Normal and service elevators can be 29 floors tall and have a maximum of 8 cars, so this these segments likely store that information about an elevator shaft. Further confirmation that this is indeed elevators. For a tower with fewer than 24 elevator shafts, only the 194 Byte header exists, so somewhere inside this block is metadata related to height. 120 Bytes is probably 120 flags related to floors.

Looking at a building full of elevators, I can see that a maximum height elevator has 29 of the 324 Byte entries and minimum height elevator has 1. I can also see that the last 8 bytes in the header are an elevator car’s home floor, with the value being the start floor of the elevator if those cars don’t exist.

Further investigation reveals a count of cars, starting tile from the left the elevator is on, and the top and bottom floors. But what did I do to figure this out? I made a change, such as adding another car or changing the elevator height to see what changed.

Sure looks like elevators. Black is normal elevators, red is service and blue is express elevators. Express elevators have a little different format. They only have a floor data structure for each floor that can stop at, not all of the floors they cover. This is likely because in the game, they only stop on underground floors, and at floors 1, 15, 30, 45, 60, 75, and 90 (which all can be sky-lobbies).

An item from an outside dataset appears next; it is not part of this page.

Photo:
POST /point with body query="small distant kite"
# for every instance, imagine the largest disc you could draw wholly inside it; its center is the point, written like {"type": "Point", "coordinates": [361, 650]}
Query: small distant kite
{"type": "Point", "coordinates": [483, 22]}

From there, the only other data in the header that isn’t determined yet is a 56 byte segment in the middle. There appear to possibly be 4 sub-sections that are 14 bytes each. One segment of is all 5, which is the default number of floors for an elevator car to service. Which means that this is storing the configuration of the elevator scheduler in the elevator properties window. Changing the settings confirms this, but there are only 6 periods to configure. This could mean that there’s a 7th hidden period, or more likely in my opinion, this was changed at some point in development.

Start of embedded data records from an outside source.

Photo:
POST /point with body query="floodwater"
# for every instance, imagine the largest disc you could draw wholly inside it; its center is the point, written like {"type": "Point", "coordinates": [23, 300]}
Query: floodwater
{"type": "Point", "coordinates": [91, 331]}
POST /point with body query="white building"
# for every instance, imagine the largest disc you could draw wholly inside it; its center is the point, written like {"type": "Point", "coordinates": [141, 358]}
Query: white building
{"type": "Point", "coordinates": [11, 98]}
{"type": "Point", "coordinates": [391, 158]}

With that figured out, the elevator header is done. But what about the next 480 bytes, or the two sections of 120 bytes? Those look suspiciously like information about floors. What happens if we take the info and assign every 4 numbers a colour and generate a 4 x 120 byte image for the 480 byte segment? This could be a status indicator of some sort for each car, so perhaps we need to split into 8x 4 bit values. Let’s see what that looks like too.

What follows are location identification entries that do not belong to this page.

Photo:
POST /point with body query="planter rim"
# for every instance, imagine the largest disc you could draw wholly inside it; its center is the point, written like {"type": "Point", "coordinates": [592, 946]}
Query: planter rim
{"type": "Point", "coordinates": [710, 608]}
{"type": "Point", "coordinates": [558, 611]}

That certainly looks like it has something to do with elevator car statuses. But what exactly? The values don’t seem to match those shown in the elevator’s status section, but there is definitely a pattern there. I see repeated patterns at lobby floors, as well as underground (but not on B10, which can only be used for the Metro line’s tunnel). But also similar patterns between the express elevator and the normal elevator, especially where they overlap. Is this from people on those floors wanting to get somewhere? Something else? I’m still not sure, but being able to visualize data like this really helps.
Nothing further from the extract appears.